Math Biosci Eng. 2022 May 5;19(7):6764-6794. doi: 10.3934/mbe.2022319.
The paper is concerned with development of an accurate and effective positivity-preserving high-order compact difference method for solving the Keller-Segel chemotaxis model, which is a kind of nonlinear parabolic-parabolic system in mathematical biology. Firstly, a stiffly-stable five-step fourth-order fully implicit compact difference scheme is proposed. The new scheme not only has fourth-order accuracy in the spatial direction, but also has fourth-order accuracy in the temporal direction, and the computational strategy for the nonlinear chemotaxis term is provided.

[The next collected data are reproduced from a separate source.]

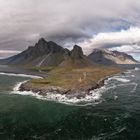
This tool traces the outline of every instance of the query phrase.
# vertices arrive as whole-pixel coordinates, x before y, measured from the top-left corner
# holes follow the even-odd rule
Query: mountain
[[[94,49],[88,58],[93,62],[105,65],[138,63],[131,55],[106,49]]]
[[[7,65],[75,67],[89,66],[93,63],[83,54],[81,47],[75,45],[73,50],[69,51],[55,42],[47,42],[43,38],[39,39],[35,46],[30,46],[20,54],[0,62]]]
[[[60,66],[86,67],[92,66],[94,63],[83,54],[81,47],[75,45],[68,57],[60,64]]]
[[[22,66],[60,66],[60,67],[87,67],[95,66],[95,63],[114,64],[137,64],[138,62],[130,55],[109,51],[106,49],[94,49],[87,57],[83,54],[80,46],[75,45],[70,51],[52,41],[39,39],[35,46],[29,46],[25,51],[0,60],[0,64]]]

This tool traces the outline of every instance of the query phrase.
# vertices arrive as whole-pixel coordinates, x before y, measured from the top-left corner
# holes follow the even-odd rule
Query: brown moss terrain
[[[45,68],[43,69],[45,70]],[[106,77],[122,71],[123,69],[121,68],[98,65],[79,69],[57,67],[48,73],[47,78],[32,79],[22,84],[20,90],[31,90],[40,94],[45,94],[46,92],[61,94],[89,93],[90,90],[103,86]]]

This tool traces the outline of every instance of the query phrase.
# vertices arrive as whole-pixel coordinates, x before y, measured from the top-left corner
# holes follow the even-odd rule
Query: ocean
[[[0,73],[0,140],[139,140],[140,67],[85,99],[19,92],[33,77]]]

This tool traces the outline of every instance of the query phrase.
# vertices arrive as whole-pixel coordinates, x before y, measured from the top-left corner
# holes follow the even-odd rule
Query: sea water
[[[139,67],[110,77],[104,87],[80,100],[19,92],[19,84],[31,78],[0,75],[0,139],[140,139]]]

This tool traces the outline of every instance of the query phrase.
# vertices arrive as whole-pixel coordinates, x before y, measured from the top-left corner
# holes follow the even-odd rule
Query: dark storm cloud
[[[139,7],[138,0],[0,0],[0,49],[24,50],[40,37],[70,46],[139,27]]]
[[[86,53],[94,48],[112,48],[127,53],[140,53],[140,28],[130,27],[127,30],[104,32],[94,35],[81,43]]]

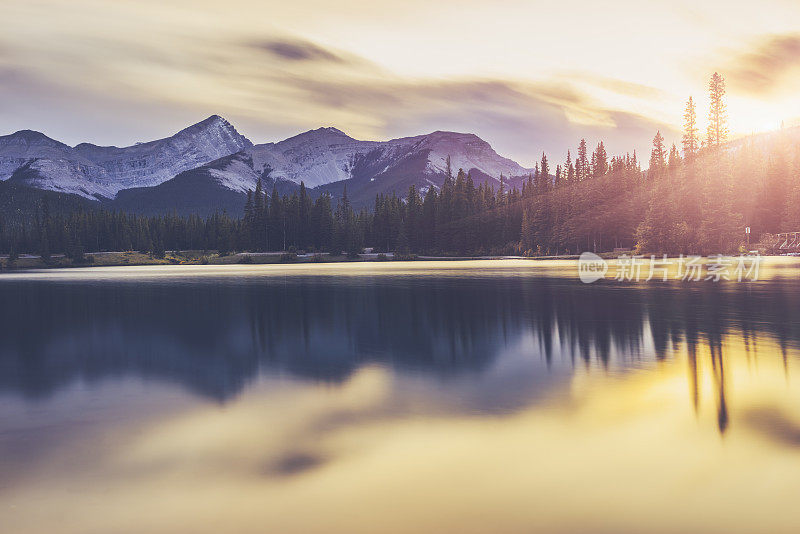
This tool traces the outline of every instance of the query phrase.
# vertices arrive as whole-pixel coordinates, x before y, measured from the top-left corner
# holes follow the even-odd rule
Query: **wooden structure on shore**
[[[775,245],[772,247],[773,254],[789,254],[800,252],[800,232],[787,232],[776,234]]]

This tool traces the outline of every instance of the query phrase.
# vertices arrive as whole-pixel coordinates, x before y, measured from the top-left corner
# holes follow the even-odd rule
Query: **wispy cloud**
[[[3,0],[0,131],[123,144],[218,113],[255,141],[459,128],[530,162],[582,136],[646,150],[717,69],[732,130],[800,116],[796,0],[640,3]]]
[[[216,113],[254,142],[321,125],[370,139],[473,132],[532,165],[542,150],[561,159],[581,137],[602,139],[612,152],[643,150],[656,129],[668,129],[597,101],[597,86],[660,96],[612,78],[411,77],[282,30],[200,36],[165,25],[159,32],[143,39],[136,31],[70,26],[51,41],[0,34],[0,79],[8,82],[0,87],[2,130],[42,129],[70,144],[130,144]]]
[[[736,88],[766,94],[780,88],[785,77],[800,67],[800,33],[762,37],[728,64],[728,77]]]
[[[618,95],[624,95],[633,98],[654,99],[666,97],[666,92],[658,87],[630,82],[627,80],[620,80],[618,78],[611,78],[608,76],[601,76],[589,72],[564,71],[559,77],[570,83],[586,83],[590,86],[604,89]]]
[[[305,93],[303,100],[352,113],[350,123],[363,119],[360,131],[375,138],[439,129],[474,132],[527,165],[542,151],[560,161],[567,149],[575,151],[582,137],[593,144],[603,140],[612,153],[641,153],[656,130],[677,136],[669,125],[606,109],[565,83],[463,79],[364,85],[309,79],[297,84]]]
[[[341,56],[326,48],[299,39],[265,39],[248,44],[286,61],[331,61],[334,63],[344,61]]]

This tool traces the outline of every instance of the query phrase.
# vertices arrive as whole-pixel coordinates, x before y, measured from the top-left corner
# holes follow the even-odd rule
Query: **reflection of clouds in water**
[[[762,426],[752,423],[750,401],[741,396],[754,377],[748,372],[737,379],[742,369],[763,372],[777,355],[781,380],[773,379],[783,386],[793,365],[800,284],[785,268],[746,291],[711,284],[587,287],[518,267],[417,278],[415,268],[421,267],[404,267],[399,276],[339,276],[341,267],[329,266],[324,277],[305,271],[254,279],[170,275],[169,281],[94,284],[68,273],[78,279],[35,283],[23,275],[4,282],[0,394],[14,402],[4,403],[0,414],[6,428],[25,436],[0,441],[0,452],[14,461],[3,466],[6,480],[24,476],[21,465],[62,455],[70,443],[85,446],[91,436],[109,443],[111,416],[121,420],[114,425],[135,424],[142,413],[172,407],[177,397],[178,404],[200,403],[197,419],[164,419],[164,428],[144,434],[149,448],[127,434],[113,441],[132,455],[130,464],[113,462],[115,469],[157,474],[189,462],[217,474],[238,465],[262,478],[305,477],[364,453],[371,442],[349,444],[354,432],[379,434],[414,418],[435,426],[450,420],[480,425],[481,419],[489,424],[531,410],[557,411],[582,398],[587,377],[629,380],[632,370],[655,366],[661,373],[676,363],[688,368],[688,380],[670,386],[679,392],[664,407],[670,414],[694,406],[704,427],[728,431],[726,438],[759,429],[786,445],[794,439],[793,427],[769,417]],[[127,406],[116,402],[118,386],[140,381],[148,395],[160,391],[163,407],[135,391]],[[179,396],[171,384],[199,398]],[[264,387],[277,396],[261,397]],[[280,395],[294,389],[328,396]],[[252,413],[232,420],[228,410],[250,391],[258,399]],[[83,392],[95,392],[107,414],[76,401]],[[615,410],[632,403],[654,420],[661,417],[660,405],[646,408],[642,397],[621,395],[616,386],[607,395],[618,397]],[[767,391],[759,395],[772,398]],[[217,418],[203,399],[220,410]],[[21,425],[26,406],[37,405],[34,427]],[[89,414],[82,424],[73,420],[79,412]],[[713,421],[705,421],[709,414]],[[63,418],[73,423],[59,424]],[[102,437],[89,431],[92,421]],[[254,430],[259,425],[269,428]],[[211,449],[216,442],[209,432],[224,438]],[[236,440],[262,449],[234,461],[228,449]],[[77,453],[62,456],[86,462]]]
[[[730,379],[747,399],[739,356],[729,356]],[[796,400],[776,390],[780,369],[765,358],[761,380],[751,377],[762,402]],[[73,448],[115,446],[60,463],[46,481],[17,479],[22,509],[9,525],[52,529],[46,515],[32,513],[36,503],[54,515],[85,513],[101,531],[152,509],[159,513],[138,528],[641,532],[657,524],[660,532],[788,532],[786,511],[800,490],[795,450],[764,454],[763,437],[744,425],[723,447],[714,425],[697,424],[684,372],[682,358],[625,375],[580,367],[566,402],[491,415],[436,413],[436,381],[383,367],[322,387],[265,377],[225,405],[195,399],[171,414],[134,414],[127,429],[97,428],[62,443],[67,457]],[[775,466],[781,476],[765,479]],[[67,488],[76,497],[61,498]],[[0,492],[0,506],[8,497]],[[112,503],[103,514],[90,511],[98,498]],[[759,513],[744,513],[753,509]],[[29,522],[14,523],[20,518]]]
[[[800,423],[774,408],[753,408],[744,413],[744,422],[754,431],[778,445],[800,447]]]

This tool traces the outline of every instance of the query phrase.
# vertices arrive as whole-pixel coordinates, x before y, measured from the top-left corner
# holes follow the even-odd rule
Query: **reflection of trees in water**
[[[0,389],[47,395],[77,378],[134,374],[222,400],[261,369],[328,381],[372,362],[481,373],[526,335],[559,365],[627,367],[684,343],[695,407],[698,348],[709,349],[724,430],[722,340],[738,333],[749,351],[771,336],[785,362],[800,338],[798,292],[788,281],[644,289],[533,277],[4,283]]]
[[[720,432],[729,424],[726,401],[726,344],[741,340],[747,364],[759,354],[759,339],[771,339],[779,347],[784,372],[789,350],[796,350],[800,335],[797,297],[800,285],[789,280],[741,286],[698,284],[662,287],[650,293],[648,317],[657,353],[667,351],[659,340],[671,339],[672,350],[684,342],[692,404],[700,405],[700,349],[706,349],[712,373],[717,423]],[[730,348],[730,347],[728,347]],[[769,354],[768,356],[777,356]]]

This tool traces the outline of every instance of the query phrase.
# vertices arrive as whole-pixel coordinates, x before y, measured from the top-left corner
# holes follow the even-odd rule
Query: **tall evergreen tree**
[[[572,164],[572,155],[567,150],[567,161],[564,163],[564,172],[567,173],[567,183],[574,184],[578,181],[575,174],[575,166]]]
[[[694,161],[700,148],[697,132],[697,108],[690,96],[683,113],[683,157],[687,162]]]
[[[550,163],[547,161],[547,154],[542,152],[542,166],[539,169],[539,193],[546,193],[550,189]]]
[[[728,139],[728,112],[725,105],[725,78],[718,72],[708,83],[708,146],[717,147]]]
[[[306,184],[301,180],[300,192],[297,198],[297,246],[303,249],[312,244],[311,208],[311,197],[308,196]]]
[[[521,252],[525,254],[528,251],[533,251],[536,248],[536,229],[534,227],[534,220],[530,215],[529,209],[525,209],[522,212],[522,229],[520,234]]]
[[[581,139],[578,145],[578,157],[575,159],[575,174],[579,182],[589,178],[589,152],[586,147],[586,139]]]
[[[672,143],[672,148],[669,149],[669,160],[667,161],[667,168],[670,171],[675,172],[681,166],[681,154],[678,152],[678,147],[675,146],[675,143]]]
[[[436,236],[436,221],[437,221],[437,195],[436,189],[429,187],[425,192],[425,198],[422,201],[422,241],[420,249],[424,251],[432,251],[436,243],[434,241]]]
[[[50,203],[47,197],[42,197],[40,203],[41,215],[39,220],[39,254],[45,260],[50,259],[50,230],[52,220],[50,219]]]
[[[664,148],[664,137],[659,130],[653,138],[653,150],[650,152],[650,172],[657,175],[665,169],[666,165],[667,153]]]
[[[333,211],[329,193],[314,201],[311,216],[312,244],[316,250],[330,251],[333,240]]]
[[[601,178],[608,172],[608,154],[606,147],[602,141],[598,143],[597,148],[592,154],[592,176],[594,178]]]

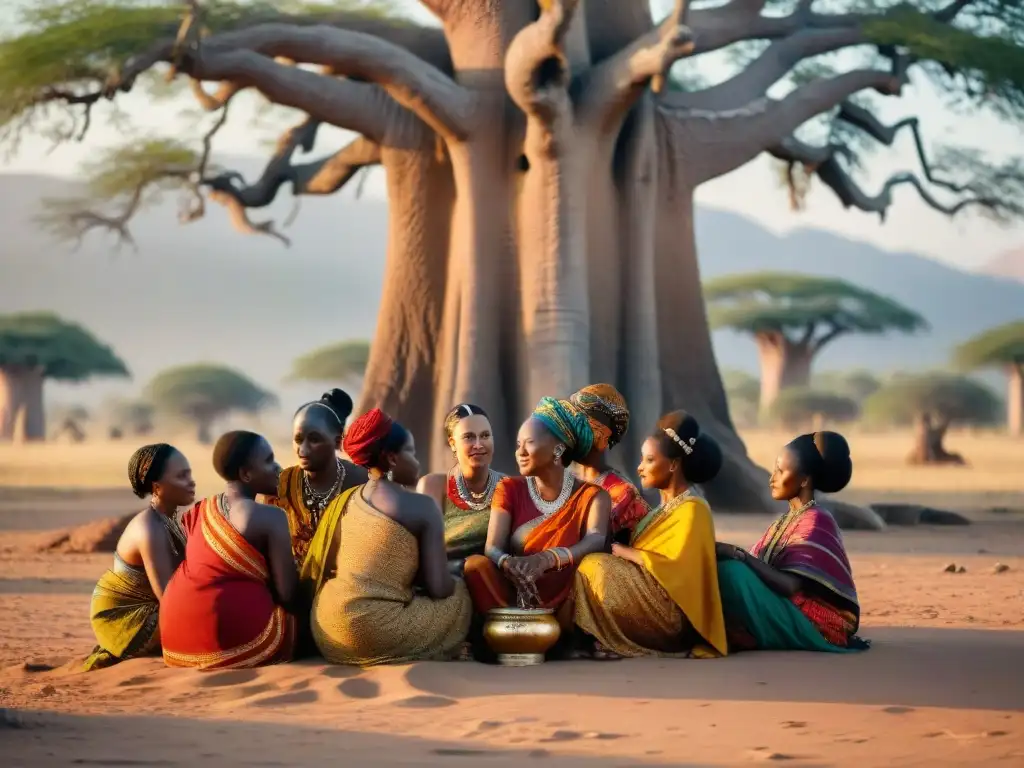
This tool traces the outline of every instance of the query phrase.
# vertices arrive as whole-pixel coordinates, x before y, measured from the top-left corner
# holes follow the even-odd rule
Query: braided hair
[[[153,483],[159,482],[167,460],[177,449],[167,443],[153,443],[139,448],[128,459],[128,482],[132,492],[140,499],[153,493]]]
[[[335,388],[330,392],[324,392],[319,400],[303,403],[295,411],[295,415],[298,416],[311,408],[316,408],[323,413],[324,417],[331,422],[330,426],[336,427],[340,435],[345,429],[345,422],[352,415],[352,397],[345,390]]]
[[[458,426],[458,423],[470,416],[483,416],[486,419],[487,411],[472,403],[460,403],[448,411],[448,415],[444,417],[445,437],[451,440],[455,435],[455,427]]]

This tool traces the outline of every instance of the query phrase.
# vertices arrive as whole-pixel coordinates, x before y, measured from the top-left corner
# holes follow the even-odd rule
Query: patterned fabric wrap
[[[473,509],[459,495],[455,473],[448,473],[444,497],[444,544],[449,560],[481,555],[487,541],[491,509]]]
[[[612,536],[620,531],[633,530],[644,515],[651,511],[650,505],[644,501],[636,486],[615,472],[605,474],[598,485],[612,497]]]
[[[533,418],[551,430],[551,434],[565,444],[569,458],[582,459],[594,447],[594,430],[590,420],[568,400],[543,397],[533,409]]]
[[[103,669],[119,661],[159,652],[160,602],[142,568],[114,555],[114,567],[100,576],[92,593],[89,618],[96,647],[84,670]]]
[[[266,559],[224,516],[220,497],[196,504],[183,522],[185,561],[160,605],[164,663],[215,670],[289,661],[295,617],[274,603]]]
[[[598,450],[614,448],[629,431],[626,399],[611,384],[591,384],[570,397],[569,402],[586,414]],[[611,421],[611,426],[597,416],[604,416]]]
[[[341,494],[331,499],[330,504],[324,510],[321,519],[332,514],[334,507],[340,503]],[[281,479],[277,484],[277,496],[267,496],[263,503],[270,504],[282,510],[288,518],[288,531],[292,535],[292,554],[295,556],[295,565],[302,567],[309,552],[309,542],[316,534],[313,527],[313,515],[302,499],[302,467],[288,467],[281,472]]]
[[[345,432],[342,447],[353,464],[365,467],[376,457],[377,444],[388,436],[394,420],[380,408],[367,411]]]
[[[805,595],[802,604],[798,603],[816,625],[822,619],[822,611],[838,614],[819,626],[823,631],[824,626],[835,626],[836,622],[847,625],[848,636],[857,631],[860,603],[853,570],[839,526],[827,510],[812,505],[802,511],[787,512],[769,526],[750,553],[773,568],[824,587],[826,596],[841,598],[827,600]]]

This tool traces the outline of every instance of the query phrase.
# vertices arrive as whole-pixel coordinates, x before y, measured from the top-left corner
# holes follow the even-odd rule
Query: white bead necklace
[[[559,492],[558,496],[555,497],[554,500],[547,501],[540,495],[540,490],[537,488],[537,478],[526,478],[526,488],[530,492],[530,501],[533,502],[533,505],[540,510],[541,515],[544,517],[550,517],[565,506],[565,502],[569,500],[569,495],[572,493],[572,489],[575,484],[576,478],[573,476],[572,472],[566,469],[562,475],[561,492]]]
[[[472,510],[480,512],[491,508],[491,499],[494,496],[494,489],[498,486],[498,473],[493,469],[487,470],[487,485],[483,493],[473,493],[466,484],[466,478],[462,470],[455,468],[455,490],[459,498]]]

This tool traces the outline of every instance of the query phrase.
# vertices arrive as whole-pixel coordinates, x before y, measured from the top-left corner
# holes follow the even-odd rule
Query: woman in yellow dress
[[[461,575],[466,558],[484,552],[491,499],[504,475],[491,469],[494,433],[479,405],[461,403],[452,408],[444,431],[455,466],[447,473],[424,475],[416,490],[436,501],[444,513],[448,567]]]
[[[85,669],[160,653],[160,600],[185,556],[178,508],[196,500],[192,468],[167,443],[144,445],[128,461],[128,479],[149,506],[117,541],[114,562],[96,584],[89,617],[96,647]]]
[[[626,399],[611,384],[591,384],[569,398],[590,421],[594,446],[576,462],[580,476],[588,483],[604,488],[612,499],[611,534],[627,544],[633,527],[651,511],[640,491],[608,463],[608,452],[618,445],[629,430]]]
[[[324,517],[303,565],[317,648],[358,666],[457,657],[472,603],[448,570],[440,510],[406,490],[419,477],[413,436],[374,408],[349,427],[345,452],[370,479]]]
[[[299,463],[281,472],[277,495],[264,499],[288,516],[298,568],[331,505],[338,503],[344,491],[366,482],[365,469],[338,456],[351,413],[352,398],[341,389],[332,389],[300,407],[292,420],[292,443]]]
[[[574,618],[594,658],[726,655],[715,525],[694,487],[721,466],[718,444],[683,411],[663,416],[644,442],[637,472],[661,505],[637,523],[629,546],[589,555],[576,571]]]

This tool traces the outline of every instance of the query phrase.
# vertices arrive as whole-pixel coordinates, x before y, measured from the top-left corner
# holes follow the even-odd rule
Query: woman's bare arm
[[[409,494],[411,517],[418,522],[417,539],[420,547],[420,576],[427,594],[435,600],[450,597],[455,592],[455,580],[448,570],[448,551],[444,543],[444,520],[441,511],[419,494]]]
[[[149,586],[157,600],[162,600],[171,576],[178,569],[178,559],[171,549],[171,537],[157,513],[143,513],[139,522],[139,556],[149,578]]]
[[[786,573],[780,571],[777,568],[772,568],[768,563],[759,557],[754,557],[745,549],[737,549],[737,554],[742,553],[737,558],[740,562],[746,563],[750,566],[750,569],[757,574],[758,578],[763,581],[772,592],[782,595],[783,597],[792,597],[803,588],[803,580],[792,573]]]
[[[608,551],[608,528],[611,525],[611,516],[611,496],[606,491],[601,491],[590,502],[586,534],[577,544],[568,547],[572,553],[573,562],[579,563],[584,557],[594,552]]]
[[[484,554],[497,565],[502,555],[511,555],[509,544],[512,538],[512,515],[500,507],[491,507],[491,519],[487,523],[487,543]]]
[[[292,554],[292,535],[288,530],[288,518],[277,507],[259,505],[261,526],[267,535],[267,565],[270,567],[270,584],[278,605],[290,609],[299,584],[299,574]]]
[[[416,493],[428,496],[437,504],[438,510],[444,512],[444,495],[447,492],[445,487],[448,478],[441,474],[424,475],[416,484]]]

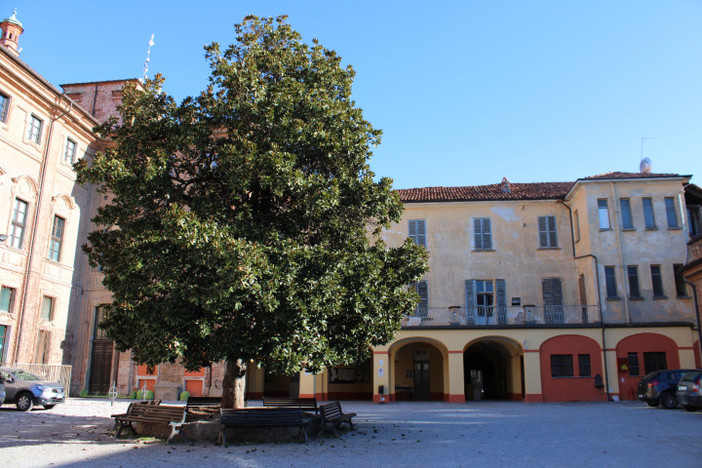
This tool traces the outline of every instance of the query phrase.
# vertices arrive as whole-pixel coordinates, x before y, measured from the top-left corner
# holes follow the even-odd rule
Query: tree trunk
[[[222,408],[243,408],[246,391],[246,364],[241,359],[227,360],[222,379]]]

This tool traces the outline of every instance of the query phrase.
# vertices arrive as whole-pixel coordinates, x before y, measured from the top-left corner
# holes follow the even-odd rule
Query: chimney
[[[2,29],[2,37],[0,37],[0,44],[7,47],[7,49],[12,52],[15,56],[19,57],[20,49],[19,37],[24,31],[22,28],[22,23],[17,21],[17,9],[12,12],[12,16],[5,18],[0,23],[0,28]]]
[[[509,186],[509,180],[507,180],[507,177],[502,178],[502,183],[500,184],[500,191],[502,193],[512,192],[512,188]]]

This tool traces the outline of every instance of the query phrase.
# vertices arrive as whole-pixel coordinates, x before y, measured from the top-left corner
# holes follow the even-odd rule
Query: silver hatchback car
[[[5,383],[5,403],[14,403],[20,411],[29,411],[34,405],[51,409],[66,400],[63,385],[22,369],[2,367],[0,378]]]

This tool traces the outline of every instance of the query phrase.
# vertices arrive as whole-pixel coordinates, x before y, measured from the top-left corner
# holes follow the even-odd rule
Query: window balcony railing
[[[403,327],[525,326],[598,323],[594,305],[420,307]]]

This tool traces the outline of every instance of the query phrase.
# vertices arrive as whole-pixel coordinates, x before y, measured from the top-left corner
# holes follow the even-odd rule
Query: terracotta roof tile
[[[510,191],[503,192],[502,184],[467,187],[424,187],[397,190],[405,203],[444,201],[494,200],[562,200],[574,182],[509,183]]]
[[[666,177],[691,177],[680,174],[642,174],[640,172],[608,172],[578,179],[578,181],[660,179]],[[499,201],[499,200],[563,200],[578,182],[535,182],[519,184],[509,182],[510,190],[503,191],[503,184],[473,185],[466,187],[423,187],[396,190],[404,203]]]

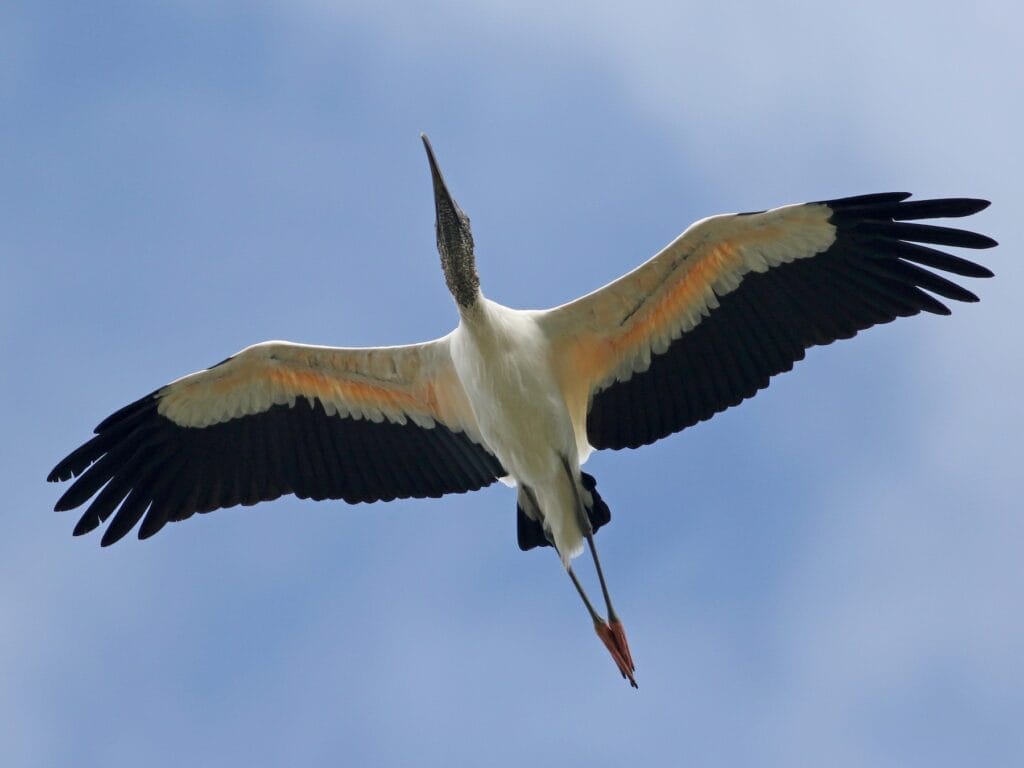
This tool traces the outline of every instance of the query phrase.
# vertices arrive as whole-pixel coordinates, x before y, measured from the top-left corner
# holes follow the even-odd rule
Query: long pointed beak
[[[437,158],[434,156],[434,148],[430,146],[430,139],[425,133],[421,133],[420,138],[423,140],[423,147],[427,150],[427,160],[430,161],[430,176],[434,180],[434,207],[437,211],[438,223],[446,220],[454,220],[453,223],[458,222],[462,210],[456,204],[452,193],[448,191],[448,185],[444,182],[444,176],[441,174]]]
[[[469,229],[469,217],[456,204],[444,176],[437,166],[434,148],[425,133],[420,134],[423,147],[430,161],[430,175],[434,180],[435,230],[437,252],[441,256],[444,281],[452,292],[455,303],[461,308],[472,307],[480,298],[480,278],[476,274],[473,258],[473,233]]]

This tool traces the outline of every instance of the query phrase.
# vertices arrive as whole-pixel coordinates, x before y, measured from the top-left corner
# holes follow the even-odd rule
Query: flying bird
[[[554,547],[636,687],[594,546],[610,512],[581,465],[594,450],[646,445],[739,404],[809,347],[921,311],[949,314],[936,296],[977,301],[937,273],[992,273],[932,246],[995,241],[917,220],[988,202],[894,192],[712,216],[603,288],[520,310],[480,291],[469,218],[421,138],[458,327],[408,346],[248,347],[100,422],[50,473],[77,478],[55,509],[91,499],[74,534],[109,519],[107,546],[139,521],[145,539],[196,512],[288,493],[354,504],[502,479],[517,490],[519,547]],[[572,567],[584,547],[605,616]]]

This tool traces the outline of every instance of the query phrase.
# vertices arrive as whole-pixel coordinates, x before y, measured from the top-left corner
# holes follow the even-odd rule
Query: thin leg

Then, a positivity-preserving numerical algorithm is presented, which ensures the non-negativity of cell density at all time without accuracy loss. And a time advancement algorithm is established. Finally, the proposed method is applied to the numerical simulation for chemotaxis phenomena, and the accuracy, stability and positivity-preserving of the new scheme are validated with several numerical examples.
本文致力于开发一种精确有效的保正算符的高阶紧致差分方法,以求解 Keller-Segel 趋化模型,这是一种数学生物学中的非线性抛物-抛物系统。首先,提出了一个刚性稳定的五阶四步全隐紧致差分格式。新格式不仅在空间方向上具有四阶精度,而且在时间方向上也具有四阶精度,并给出了非线性趋化项的计算策略。然后,提出了一个保正数值算法,该算法在不损失精度的情况下保证了细胞密度在所有时间的非负性。并建立了一个时间推进算法。最后,将所提出的方法应用于趋化现象的数值模拟,通过几个数值例子验证了新格式的精度、稳定性和保正性。